Cuando la «cambrette» o «pequeña alcoba» se convirtió en un cabaret (no confundir con el burlesque), se destapó el tarro de las esencias eróticas que habían quedado enclaustradas unos 2.000 años atrás. Básicamente, el cabaret nace como un espacio de charla literaria que muy pronto se convierte en música y danza. También podemos decir que el alcohol tenía una fuerte presencia, plausiblemente como jugo anti-inhibición. De cualquier modo, está claro que todos son elementos que configuran potenciales encuentros sexuales y potencian otros tantos imaginarios. El humor, la ilusión y la imitación con altas dosis de erotismo se funden en variedades artísticas que nos ponen en situación, mientras nos ponemos a tono. Los espectadores se mezclan en el bar para entretenerse, viendo cómo el espectáculo les muestra lo que no ven a la luz del día, más allá de las puertas de esa taberna…
En algunos países latinoamericanos, como Argentina o Ecuador, la palabra se emplea usualmente como sinónimo de prostíbulo. Casi con toda probabilidad, como herencia del desencanto sufrido tiempo atrás por algún exagerado moralista, cuyas entrañas se removieron al asistir a tamaña perversión… Pues el cabaret, como conjunto de variedades artísticas, se desarrolla con un fuerte componente sexual que, exhibido con sarcasmo, revela ironías de muchas de nuestras actitudes ante el sexo y la sexualidad. Y, en este apartado, hay muchos que se sienten ofendidos o avergonzados.

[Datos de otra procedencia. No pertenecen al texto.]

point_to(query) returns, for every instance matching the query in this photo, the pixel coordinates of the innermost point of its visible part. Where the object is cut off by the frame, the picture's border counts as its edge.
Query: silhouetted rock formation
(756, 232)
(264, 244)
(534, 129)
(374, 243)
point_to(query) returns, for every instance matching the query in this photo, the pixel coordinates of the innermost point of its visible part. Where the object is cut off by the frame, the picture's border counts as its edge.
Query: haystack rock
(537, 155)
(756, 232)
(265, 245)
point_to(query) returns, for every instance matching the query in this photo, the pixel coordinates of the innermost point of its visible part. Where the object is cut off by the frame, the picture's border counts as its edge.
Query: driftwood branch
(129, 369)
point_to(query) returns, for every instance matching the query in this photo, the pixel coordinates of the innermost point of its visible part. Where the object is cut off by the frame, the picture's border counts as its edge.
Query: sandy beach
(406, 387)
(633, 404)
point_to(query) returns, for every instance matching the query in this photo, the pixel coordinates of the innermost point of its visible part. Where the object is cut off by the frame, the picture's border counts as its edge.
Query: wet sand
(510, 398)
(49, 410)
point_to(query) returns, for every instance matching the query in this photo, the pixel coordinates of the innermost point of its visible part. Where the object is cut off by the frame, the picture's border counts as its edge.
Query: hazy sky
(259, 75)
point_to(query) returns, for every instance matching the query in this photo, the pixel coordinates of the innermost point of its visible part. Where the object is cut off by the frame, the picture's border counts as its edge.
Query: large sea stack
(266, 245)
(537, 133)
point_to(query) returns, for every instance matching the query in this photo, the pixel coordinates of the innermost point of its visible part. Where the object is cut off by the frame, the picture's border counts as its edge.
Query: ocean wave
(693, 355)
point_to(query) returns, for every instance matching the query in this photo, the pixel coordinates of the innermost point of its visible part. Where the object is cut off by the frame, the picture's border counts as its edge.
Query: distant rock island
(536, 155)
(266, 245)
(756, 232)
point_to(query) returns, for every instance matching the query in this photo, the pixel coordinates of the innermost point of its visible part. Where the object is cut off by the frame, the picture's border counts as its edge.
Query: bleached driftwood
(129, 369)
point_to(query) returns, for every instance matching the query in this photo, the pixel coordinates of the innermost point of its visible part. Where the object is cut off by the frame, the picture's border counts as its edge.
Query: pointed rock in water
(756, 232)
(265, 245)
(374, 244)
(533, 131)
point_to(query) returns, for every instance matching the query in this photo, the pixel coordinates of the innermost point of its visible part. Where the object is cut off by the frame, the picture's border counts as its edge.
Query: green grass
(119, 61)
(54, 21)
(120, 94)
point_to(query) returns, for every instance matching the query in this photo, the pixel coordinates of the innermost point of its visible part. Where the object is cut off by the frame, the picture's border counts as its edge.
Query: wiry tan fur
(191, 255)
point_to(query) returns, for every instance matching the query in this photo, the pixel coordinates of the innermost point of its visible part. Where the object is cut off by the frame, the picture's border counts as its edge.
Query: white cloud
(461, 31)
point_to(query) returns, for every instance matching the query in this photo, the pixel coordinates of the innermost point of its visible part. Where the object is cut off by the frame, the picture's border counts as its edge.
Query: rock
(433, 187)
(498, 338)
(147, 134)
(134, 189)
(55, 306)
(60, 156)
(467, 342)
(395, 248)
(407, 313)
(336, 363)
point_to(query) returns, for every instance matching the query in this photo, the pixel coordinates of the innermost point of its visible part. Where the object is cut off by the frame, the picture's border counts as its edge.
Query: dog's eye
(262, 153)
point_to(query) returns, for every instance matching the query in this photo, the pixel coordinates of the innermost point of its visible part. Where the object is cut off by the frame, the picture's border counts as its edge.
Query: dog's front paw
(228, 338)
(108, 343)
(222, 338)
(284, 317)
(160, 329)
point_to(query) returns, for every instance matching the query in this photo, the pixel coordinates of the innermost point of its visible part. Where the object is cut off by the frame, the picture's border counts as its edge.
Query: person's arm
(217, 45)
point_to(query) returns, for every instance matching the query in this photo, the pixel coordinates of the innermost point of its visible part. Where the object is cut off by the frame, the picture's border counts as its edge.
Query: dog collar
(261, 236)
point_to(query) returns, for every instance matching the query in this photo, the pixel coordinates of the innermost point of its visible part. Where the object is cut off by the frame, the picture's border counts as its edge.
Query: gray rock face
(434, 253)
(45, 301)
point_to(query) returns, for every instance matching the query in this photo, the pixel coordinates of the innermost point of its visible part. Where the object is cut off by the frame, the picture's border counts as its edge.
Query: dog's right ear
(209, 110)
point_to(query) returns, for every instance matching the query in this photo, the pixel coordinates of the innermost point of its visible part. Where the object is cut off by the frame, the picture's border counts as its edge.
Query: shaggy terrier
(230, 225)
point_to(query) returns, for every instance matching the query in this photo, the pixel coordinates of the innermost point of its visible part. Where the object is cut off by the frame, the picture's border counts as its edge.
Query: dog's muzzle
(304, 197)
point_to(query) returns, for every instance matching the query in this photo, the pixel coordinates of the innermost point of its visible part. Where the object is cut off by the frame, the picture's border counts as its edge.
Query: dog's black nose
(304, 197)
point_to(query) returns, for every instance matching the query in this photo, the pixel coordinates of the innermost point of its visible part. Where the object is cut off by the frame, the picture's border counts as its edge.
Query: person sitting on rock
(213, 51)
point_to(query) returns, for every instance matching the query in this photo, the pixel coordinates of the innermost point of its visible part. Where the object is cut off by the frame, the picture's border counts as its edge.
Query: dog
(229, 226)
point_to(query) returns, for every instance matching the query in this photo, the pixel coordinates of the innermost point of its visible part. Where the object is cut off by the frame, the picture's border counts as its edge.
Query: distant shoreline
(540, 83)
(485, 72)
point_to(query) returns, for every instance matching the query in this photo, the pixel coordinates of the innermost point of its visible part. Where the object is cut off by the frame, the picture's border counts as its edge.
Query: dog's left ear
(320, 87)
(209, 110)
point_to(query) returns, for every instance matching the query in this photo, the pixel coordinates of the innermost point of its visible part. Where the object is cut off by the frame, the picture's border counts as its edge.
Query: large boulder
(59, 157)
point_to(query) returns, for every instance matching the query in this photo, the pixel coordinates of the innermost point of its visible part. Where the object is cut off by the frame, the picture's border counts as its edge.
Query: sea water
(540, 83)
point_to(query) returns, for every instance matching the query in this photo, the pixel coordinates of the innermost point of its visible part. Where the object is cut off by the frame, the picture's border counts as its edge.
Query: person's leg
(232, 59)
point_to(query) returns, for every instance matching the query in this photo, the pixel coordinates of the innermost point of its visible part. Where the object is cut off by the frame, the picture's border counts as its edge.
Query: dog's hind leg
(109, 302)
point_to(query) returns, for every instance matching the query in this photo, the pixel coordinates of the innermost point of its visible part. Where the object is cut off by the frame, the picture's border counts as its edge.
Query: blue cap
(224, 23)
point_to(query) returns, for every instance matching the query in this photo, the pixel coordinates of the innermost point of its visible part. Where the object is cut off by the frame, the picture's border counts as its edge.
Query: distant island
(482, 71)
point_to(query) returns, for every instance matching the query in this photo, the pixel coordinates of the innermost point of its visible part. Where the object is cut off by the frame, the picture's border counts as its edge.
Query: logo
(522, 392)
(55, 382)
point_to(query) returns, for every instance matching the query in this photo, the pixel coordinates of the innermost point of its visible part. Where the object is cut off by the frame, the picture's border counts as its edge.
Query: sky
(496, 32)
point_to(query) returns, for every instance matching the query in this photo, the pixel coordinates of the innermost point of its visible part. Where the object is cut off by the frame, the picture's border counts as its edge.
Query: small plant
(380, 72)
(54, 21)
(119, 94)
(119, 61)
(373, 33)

Del desvelamiento a la revelación
Entonces, ¿qué es lo que ocurre? ¿Por qué nos disfrazamos o pedimos azotes? La máscara no oculta nada, exhibe el gesto que creemos quiere ver nuestro amante; en realidad, es la impresión que queremos darle. Porque solo se quiere ver su cara de satisfacción que es, en gran medida, nuestro propio deseo. Y después llegan la musicalización de la sensualidad y el baile de los cuerpos; con canciones o sin ellas, los movimientos que creemos que no nos pertenecen (¡y son todos nuestros!) se inscriben en un pentagrama perfecto que únicamente se rompe por el diálogo; cómico, suspense, erótico o pornográfico o, lo que es lo mismo, desde guiones enfermera/fontanero hasta el remake casero de una película de Rocco Siffredi. Todo nos vale porque es nuestra privación: nuestra vida íntima liberada en palabras. Nos vestimos en la desnudez para desnudar nuestros deseos; poseemos para ser poseídos, sin intercambiar nada. Actuamos con el egoísmo del actor que solo sabe actuar, sin importarnos lo que nos dijeron sobre el sexo, improvisando sobre un libreto tantas veces rehecho. Pensando que le damos a nuestra pareja lo que quiere cuando, en realidad, queremos someternos para que derroquen nuestra imbatible voluntad o pensamos que somos los directores de un film que jamás nos pertenece. Y, al final, nada fue lo que se pensaba ni parecía ser porque seguimos siendo los mismos: vestimos un antifaz para desenmascarar lo que ya sabemos que nos gusta. O sea, somos personas maduras que gozan de su sexualidad jugando y disfrutando como niños… Como locos. ¿Hay algún otro cambrette que no sea el de las emociones?